Aber momentan würde er noch die Einsamkeit genießen. Denn als Mensch würde er sie nicht mehr lange genießen können. Er würde arbeiten müssen, um sich Geld für Essen verdienen zu können.

Doch noch wollte er sich darüber keine Sorgen machen. Noch war er glücklich darüber endlich frei zu sein. Er würde jede Sekunde genießen, denn er lebte sie nun ganz allein für sich. Er hatte Zeit und er konnte damit anfangen, was er wollte.

Keiner der Drachen würde ihn suchen. Niemand würde sich an eine Menschensiedlung heranwagen. Er war vollkommen sicher und frei. Wenn er damit nicht die Aufmerksamkeit der Stadtbewohner und Tiere erregt hätte, wäre er jetzt zu seiner eigentlichen Größe herangewachsen und hätte vor Glück laut gebrüllt. Aber das konnte er sich natürlich nicht erlauben. Er würde sehr lange auf seine wahre Gestalt verzichten müssen, wenn er in Flitterwood wohnte. Aber das war es wert.

Ein letztes Mal gab er sich in seiner Einsamkeit einzig und allein der Natur hin. Er würde in seinem Herzen immer einsam sein.
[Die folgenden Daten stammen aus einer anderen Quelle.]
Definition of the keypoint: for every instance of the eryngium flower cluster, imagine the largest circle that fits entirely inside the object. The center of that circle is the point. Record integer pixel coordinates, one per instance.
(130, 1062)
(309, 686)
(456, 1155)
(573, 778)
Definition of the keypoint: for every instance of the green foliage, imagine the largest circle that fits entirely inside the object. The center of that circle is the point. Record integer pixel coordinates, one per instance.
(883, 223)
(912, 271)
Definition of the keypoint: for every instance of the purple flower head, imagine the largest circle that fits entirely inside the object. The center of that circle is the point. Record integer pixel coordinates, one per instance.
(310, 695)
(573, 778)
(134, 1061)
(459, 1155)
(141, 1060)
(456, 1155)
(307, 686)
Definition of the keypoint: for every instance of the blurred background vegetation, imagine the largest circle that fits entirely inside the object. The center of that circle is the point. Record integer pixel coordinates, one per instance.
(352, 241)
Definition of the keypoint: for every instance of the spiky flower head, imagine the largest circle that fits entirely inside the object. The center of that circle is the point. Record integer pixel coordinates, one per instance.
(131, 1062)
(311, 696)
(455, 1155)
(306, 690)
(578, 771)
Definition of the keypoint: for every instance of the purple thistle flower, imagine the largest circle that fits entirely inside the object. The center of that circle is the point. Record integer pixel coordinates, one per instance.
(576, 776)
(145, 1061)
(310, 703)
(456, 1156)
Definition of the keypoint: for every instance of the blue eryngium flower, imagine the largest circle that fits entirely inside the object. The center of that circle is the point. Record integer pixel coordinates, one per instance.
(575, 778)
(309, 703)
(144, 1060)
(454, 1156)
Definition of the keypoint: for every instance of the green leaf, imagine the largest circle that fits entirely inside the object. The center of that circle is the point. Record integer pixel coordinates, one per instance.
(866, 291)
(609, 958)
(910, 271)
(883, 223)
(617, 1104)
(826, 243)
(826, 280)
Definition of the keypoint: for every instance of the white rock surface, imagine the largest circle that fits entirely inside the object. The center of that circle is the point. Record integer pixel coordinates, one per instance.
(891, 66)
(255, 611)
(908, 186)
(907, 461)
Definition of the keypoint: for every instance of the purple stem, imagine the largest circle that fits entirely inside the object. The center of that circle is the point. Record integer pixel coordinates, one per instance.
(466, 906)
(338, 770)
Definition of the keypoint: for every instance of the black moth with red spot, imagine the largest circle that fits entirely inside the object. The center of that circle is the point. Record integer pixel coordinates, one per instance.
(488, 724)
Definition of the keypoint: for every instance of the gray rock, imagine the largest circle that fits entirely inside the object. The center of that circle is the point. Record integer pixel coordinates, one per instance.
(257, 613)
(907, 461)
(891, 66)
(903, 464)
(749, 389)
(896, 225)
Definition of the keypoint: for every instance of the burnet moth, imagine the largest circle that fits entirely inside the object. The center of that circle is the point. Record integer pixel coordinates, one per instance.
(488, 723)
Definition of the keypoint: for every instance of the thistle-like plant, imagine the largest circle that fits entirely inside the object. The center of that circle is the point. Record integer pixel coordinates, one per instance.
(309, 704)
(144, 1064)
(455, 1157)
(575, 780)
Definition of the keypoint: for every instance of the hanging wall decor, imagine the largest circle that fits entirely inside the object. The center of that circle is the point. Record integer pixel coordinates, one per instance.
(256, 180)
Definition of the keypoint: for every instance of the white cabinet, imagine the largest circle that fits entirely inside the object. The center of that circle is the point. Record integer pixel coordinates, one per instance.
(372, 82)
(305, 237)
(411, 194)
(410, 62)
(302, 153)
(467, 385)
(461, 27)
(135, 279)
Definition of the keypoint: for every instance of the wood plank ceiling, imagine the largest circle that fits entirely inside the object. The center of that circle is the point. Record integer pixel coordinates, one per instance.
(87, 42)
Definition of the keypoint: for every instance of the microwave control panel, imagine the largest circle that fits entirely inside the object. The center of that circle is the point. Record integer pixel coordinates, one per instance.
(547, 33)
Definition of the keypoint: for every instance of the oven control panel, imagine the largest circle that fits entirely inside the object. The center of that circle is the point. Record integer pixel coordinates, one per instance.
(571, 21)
Niemand würde wissen, wer er war. Aber er wäre in Gesellschaft. Allein und doch nicht allein. Und wohl doch nicht so einsam wie er es bei seiner Familie gewesen war.

Er ließ sich nach hinten auf den kalten, nassen Erdboden fallen und starrte in den Himmel. Er würde womöglich für die nächsten Jahre seine letzte Nacht im Freien erleben. Aber vielleicht würde er so schnell auch noch keinen Wohnsitz gefunden haben. Denn Menschen wollten Geld. Ohne Geld würde er nirgendwo wohnen können.

Momentan war er noch ein Bettler, aber er würde Arbeit finden. Er war stark und flink. Es gab sicherlich genug Aufgaben, die er bewerkstelligen konnte. Er war nicht faul. Er war sowieso anders als die meisten Drachen. In ihm spürte er den Tatendrang Abenteuer zu erleben.